Quand on se trouva, aux fortifications, devant la porte de Choisy, les fédérés s’engouffrèrent en désordre. La porte fut de nouveau close. Les Dominicains restaient dehors. Là encore, ils n’avaient qu’à fuir.
Eh bien! cela, des témoins sûrs me l’ont dit en Calédonie, les Pères cognèrent à la porte pour se faire ouvrir!
Se croyaient-ils plus en sûreté qu’à Paris?
Melliet, qui était resté à l’arrière, les aurait certainement laissé partir. Depuis leur arrestation, il ne me cachait pas qu’il en était fort embarrassé. Il espérait qu’une fois le fort pris, ils seraient délivrés par les Versaillais. Mais il lui avait fallu céder aux violents, les arracher de leurs casemates et les joindre à la colonne... Tu sais le reste.
Un jour, je mis la conversation sur Serizier.

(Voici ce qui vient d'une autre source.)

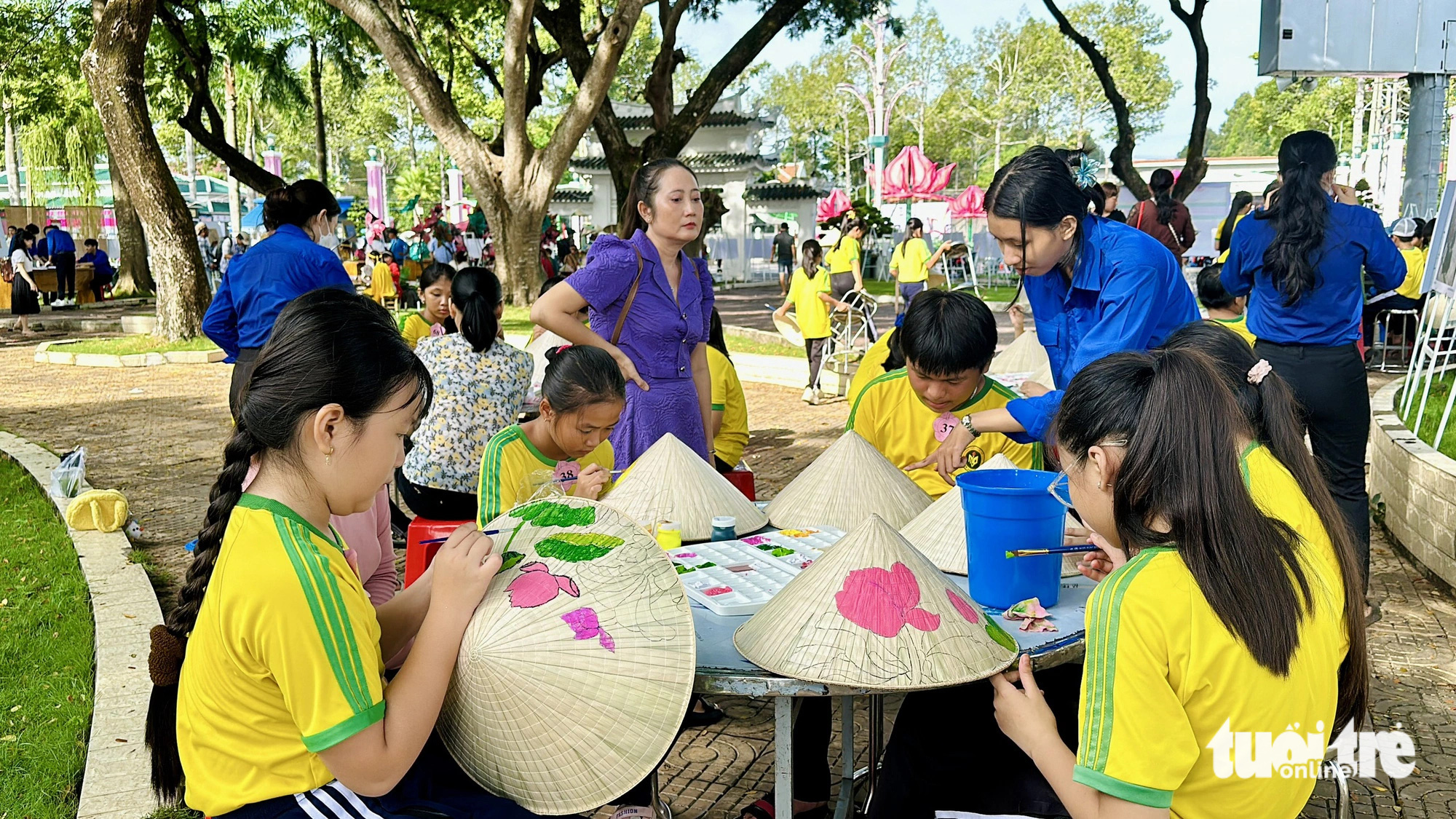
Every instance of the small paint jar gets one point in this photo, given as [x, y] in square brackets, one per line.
[670, 534]
[726, 528]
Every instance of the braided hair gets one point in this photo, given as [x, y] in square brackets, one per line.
[327, 347]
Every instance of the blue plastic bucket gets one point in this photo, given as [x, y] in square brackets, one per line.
[1011, 509]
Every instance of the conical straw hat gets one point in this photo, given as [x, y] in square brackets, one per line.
[940, 531]
[848, 483]
[673, 483]
[576, 669]
[874, 612]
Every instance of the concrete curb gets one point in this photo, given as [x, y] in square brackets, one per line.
[46, 353]
[1417, 486]
[117, 783]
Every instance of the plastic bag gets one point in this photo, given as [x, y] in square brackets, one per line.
[69, 477]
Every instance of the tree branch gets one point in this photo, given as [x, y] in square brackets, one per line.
[1195, 164]
[1122, 155]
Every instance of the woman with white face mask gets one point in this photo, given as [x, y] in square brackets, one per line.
[296, 257]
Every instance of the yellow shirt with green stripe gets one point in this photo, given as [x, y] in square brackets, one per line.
[890, 416]
[1240, 327]
[1166, 679]
[1415, 273]
[512, 470]
[871, 366]
[908, 263]
[285, 662]
[727, 398]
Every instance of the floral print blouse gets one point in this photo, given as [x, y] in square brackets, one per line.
[477, 395]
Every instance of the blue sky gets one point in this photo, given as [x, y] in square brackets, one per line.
[1230, 25]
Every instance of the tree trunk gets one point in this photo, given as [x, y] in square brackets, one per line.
[321, 145]
[114, 69]
[235, 200]
[133, 272]
[12, 167]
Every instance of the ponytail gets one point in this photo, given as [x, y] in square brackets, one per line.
[1301, 213]
[1272, 410]
[161, 732]
[327, 347]
[298, 203]
[1183, 468]
[643, 190]
[812, 256]
[477, 293]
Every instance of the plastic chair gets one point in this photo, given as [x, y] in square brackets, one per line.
[1406, 321]
[420, 554]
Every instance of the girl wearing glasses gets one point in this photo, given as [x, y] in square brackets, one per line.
[1218, 621]
[1096, 288]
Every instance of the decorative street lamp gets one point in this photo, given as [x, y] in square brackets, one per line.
[877, 110]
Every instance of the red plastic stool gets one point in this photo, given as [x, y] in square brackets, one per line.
[417, 553]
[742, 477]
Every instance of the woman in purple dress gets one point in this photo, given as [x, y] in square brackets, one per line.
[650, 308]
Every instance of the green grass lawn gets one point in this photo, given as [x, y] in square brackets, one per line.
[1435, 405]
[739, 344]
[46, 638]
[133, 344]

—Serizier! Un hâbleur! Rossel l’avait nommé colonel de la légion sans consulter personne... On m’a toujours dit qu’il n’était pas à l’avenue d’Italie quand on a fusillé les moines... Du reste à ce que m’a dit là-bas (en Calédonie) Pascal, personne n’a ordonné la fusillade... Ils ont été tués par la foule, quand on a su que les Versaillais avançaient...
les acteurs du drame
Les principaux acteurs du drame des Dominicains sont tous disparus. Ceux du moins qui furent compris dans les poursuites devant le conseil de guerre.
Serizier, Boin, Lucipia, Boudaille et Pascal, présents, furent condamnés à mort.